I talk a lot about Google and the interesting things that are coming out of the Google Labs. But interesting things are also happening happening elsewhere, and Scientific American has an intriguing article about search engines and data mining.
People have been talking about augmented reality for over ten years now, and we are perhaps finally reaching the stage where connected technology is becoming ubiquitous enough to support it. Data mining, and especially integrating GIS and other related systems into a location dependant search, are becoming increasingly common. Services such as "Find my nearest..." are now commonly offered by the mobile operators, but they're still at a fairly primitive stage. It doesn't really help me to know that my nearest postbox is on Church Street, if I don't know where I am, or where Church Street is either. The integration of GPS, either directly into the mobile handset or via a Bluetooth connection to a seperate unit, will improve things a lot. However, the real improvements needed are in the software, we already have the hardware to do a lot of very powerful stuff, but our software is falling behind. Like a lot of other people I'm currently being put off writing the software to make use of the hardware by the steep learning curve of the mobile platforms and by the knowledge that this is a going to become a great deal easier very, very, soon. So why struggle now?

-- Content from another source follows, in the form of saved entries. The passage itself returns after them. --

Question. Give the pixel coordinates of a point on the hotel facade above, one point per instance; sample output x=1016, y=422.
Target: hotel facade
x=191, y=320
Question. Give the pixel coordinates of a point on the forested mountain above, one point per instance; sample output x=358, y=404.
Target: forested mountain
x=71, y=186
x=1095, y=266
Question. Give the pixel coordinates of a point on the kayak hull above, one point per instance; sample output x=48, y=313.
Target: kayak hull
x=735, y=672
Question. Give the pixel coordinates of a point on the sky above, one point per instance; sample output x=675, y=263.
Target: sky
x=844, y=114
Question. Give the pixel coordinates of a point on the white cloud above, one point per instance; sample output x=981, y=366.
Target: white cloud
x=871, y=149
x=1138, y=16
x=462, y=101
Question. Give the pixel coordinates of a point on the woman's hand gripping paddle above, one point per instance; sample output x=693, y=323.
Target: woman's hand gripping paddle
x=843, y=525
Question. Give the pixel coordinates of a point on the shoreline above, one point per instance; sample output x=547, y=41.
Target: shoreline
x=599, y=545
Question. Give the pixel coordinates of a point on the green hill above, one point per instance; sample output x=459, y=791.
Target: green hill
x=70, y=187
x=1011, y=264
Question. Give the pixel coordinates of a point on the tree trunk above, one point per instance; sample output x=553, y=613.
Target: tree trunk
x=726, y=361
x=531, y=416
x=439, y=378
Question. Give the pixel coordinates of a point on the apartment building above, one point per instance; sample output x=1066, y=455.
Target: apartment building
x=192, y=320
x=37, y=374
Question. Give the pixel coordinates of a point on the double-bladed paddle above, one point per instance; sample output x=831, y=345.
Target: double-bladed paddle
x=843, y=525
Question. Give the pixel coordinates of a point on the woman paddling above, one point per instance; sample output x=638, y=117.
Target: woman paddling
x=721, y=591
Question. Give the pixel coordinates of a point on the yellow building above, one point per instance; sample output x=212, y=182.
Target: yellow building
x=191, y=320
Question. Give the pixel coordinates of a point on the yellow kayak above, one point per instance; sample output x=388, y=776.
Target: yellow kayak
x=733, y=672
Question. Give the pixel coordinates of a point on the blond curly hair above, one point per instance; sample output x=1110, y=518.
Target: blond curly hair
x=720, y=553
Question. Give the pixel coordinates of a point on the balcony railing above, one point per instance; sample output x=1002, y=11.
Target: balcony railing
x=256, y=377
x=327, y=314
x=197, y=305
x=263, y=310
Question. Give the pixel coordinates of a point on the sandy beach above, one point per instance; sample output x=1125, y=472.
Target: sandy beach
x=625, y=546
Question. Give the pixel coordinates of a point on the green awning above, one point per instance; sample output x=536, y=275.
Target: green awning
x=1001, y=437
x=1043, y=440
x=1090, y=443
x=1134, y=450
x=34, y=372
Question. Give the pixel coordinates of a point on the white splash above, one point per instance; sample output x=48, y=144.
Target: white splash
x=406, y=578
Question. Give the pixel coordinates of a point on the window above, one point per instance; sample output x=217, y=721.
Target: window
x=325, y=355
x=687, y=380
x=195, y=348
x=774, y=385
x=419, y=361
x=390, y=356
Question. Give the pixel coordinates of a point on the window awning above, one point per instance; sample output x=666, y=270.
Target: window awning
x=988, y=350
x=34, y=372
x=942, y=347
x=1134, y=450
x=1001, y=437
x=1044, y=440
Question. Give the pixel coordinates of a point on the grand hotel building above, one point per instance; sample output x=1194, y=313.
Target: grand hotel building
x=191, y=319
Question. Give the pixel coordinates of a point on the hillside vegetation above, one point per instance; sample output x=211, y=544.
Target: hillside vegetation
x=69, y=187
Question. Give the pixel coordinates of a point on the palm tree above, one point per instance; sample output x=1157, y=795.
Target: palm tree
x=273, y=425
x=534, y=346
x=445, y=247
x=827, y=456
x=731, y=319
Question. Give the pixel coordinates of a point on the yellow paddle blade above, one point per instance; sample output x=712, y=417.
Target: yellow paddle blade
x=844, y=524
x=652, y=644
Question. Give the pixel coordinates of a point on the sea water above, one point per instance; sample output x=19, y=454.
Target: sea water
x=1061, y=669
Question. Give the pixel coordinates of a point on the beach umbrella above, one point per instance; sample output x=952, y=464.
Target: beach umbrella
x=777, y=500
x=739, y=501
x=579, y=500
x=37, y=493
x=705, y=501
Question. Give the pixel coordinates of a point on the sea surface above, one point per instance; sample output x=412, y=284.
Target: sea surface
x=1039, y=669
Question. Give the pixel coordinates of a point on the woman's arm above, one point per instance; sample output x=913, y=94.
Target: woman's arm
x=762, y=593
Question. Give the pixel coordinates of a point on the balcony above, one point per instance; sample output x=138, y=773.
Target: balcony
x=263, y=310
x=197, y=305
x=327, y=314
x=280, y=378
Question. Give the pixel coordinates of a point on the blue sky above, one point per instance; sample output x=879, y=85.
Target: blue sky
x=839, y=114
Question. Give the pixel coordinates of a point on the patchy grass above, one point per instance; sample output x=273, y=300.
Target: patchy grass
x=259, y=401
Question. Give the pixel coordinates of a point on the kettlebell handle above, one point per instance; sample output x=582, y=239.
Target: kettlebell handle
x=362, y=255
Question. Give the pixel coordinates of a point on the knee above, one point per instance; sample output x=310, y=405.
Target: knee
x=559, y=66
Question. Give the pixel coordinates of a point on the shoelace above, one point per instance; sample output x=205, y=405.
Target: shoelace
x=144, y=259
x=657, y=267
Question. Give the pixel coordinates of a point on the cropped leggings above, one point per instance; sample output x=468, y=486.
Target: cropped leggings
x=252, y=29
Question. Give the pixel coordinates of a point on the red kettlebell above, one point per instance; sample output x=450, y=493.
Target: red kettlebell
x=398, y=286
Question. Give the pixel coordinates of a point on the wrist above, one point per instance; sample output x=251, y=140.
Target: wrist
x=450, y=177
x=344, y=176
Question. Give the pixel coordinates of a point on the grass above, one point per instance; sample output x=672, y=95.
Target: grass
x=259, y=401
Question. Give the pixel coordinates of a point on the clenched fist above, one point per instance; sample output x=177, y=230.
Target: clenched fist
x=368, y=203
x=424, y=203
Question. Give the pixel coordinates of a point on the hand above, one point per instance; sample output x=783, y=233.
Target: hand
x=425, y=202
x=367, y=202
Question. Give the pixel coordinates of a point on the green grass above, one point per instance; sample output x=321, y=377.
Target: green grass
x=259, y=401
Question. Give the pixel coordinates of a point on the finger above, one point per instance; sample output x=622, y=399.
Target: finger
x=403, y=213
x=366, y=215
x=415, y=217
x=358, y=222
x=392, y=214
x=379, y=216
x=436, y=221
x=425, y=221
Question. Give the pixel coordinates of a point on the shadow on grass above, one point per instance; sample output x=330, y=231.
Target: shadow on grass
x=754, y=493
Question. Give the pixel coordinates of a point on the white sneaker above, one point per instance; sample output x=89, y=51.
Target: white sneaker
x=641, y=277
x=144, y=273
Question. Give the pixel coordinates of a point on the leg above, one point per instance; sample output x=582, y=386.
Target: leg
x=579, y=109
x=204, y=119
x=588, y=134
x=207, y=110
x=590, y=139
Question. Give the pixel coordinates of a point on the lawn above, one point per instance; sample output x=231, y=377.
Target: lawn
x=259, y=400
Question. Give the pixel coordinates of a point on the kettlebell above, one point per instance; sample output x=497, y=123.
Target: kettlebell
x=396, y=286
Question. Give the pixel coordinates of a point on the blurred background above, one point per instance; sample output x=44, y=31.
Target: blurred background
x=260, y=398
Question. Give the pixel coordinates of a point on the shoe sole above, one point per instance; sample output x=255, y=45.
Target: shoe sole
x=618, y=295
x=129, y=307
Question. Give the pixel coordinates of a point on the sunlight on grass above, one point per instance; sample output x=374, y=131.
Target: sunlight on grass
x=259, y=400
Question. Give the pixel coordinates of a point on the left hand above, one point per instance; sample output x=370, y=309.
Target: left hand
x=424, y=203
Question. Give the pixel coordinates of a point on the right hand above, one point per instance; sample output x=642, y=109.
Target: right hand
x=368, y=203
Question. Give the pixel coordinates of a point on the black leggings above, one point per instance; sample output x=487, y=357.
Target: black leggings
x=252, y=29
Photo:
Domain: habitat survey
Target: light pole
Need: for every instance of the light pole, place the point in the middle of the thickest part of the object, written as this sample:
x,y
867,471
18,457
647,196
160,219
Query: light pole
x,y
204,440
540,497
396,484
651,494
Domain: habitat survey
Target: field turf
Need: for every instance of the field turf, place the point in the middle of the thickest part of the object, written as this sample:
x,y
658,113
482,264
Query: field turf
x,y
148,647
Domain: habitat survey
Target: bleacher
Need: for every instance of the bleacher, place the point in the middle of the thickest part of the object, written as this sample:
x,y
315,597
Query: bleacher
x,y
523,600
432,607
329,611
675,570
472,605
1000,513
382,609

The introduction of Python for Series 60 is, I think, going to prove to be a ground breaking move by Nokia. For the first time writing code for a mobile platform is easy. We've all gotten lazy, and we're too used to high level languages these days to want to spend time talking to the hardware directly. Of course, I'd rather they'd released Perl for the Series 60, but I can't have everything...
So maybe I should stop talking about this and write some interesting software, of course, I'd have to buy some more hardware to do anything interesting. Pity that!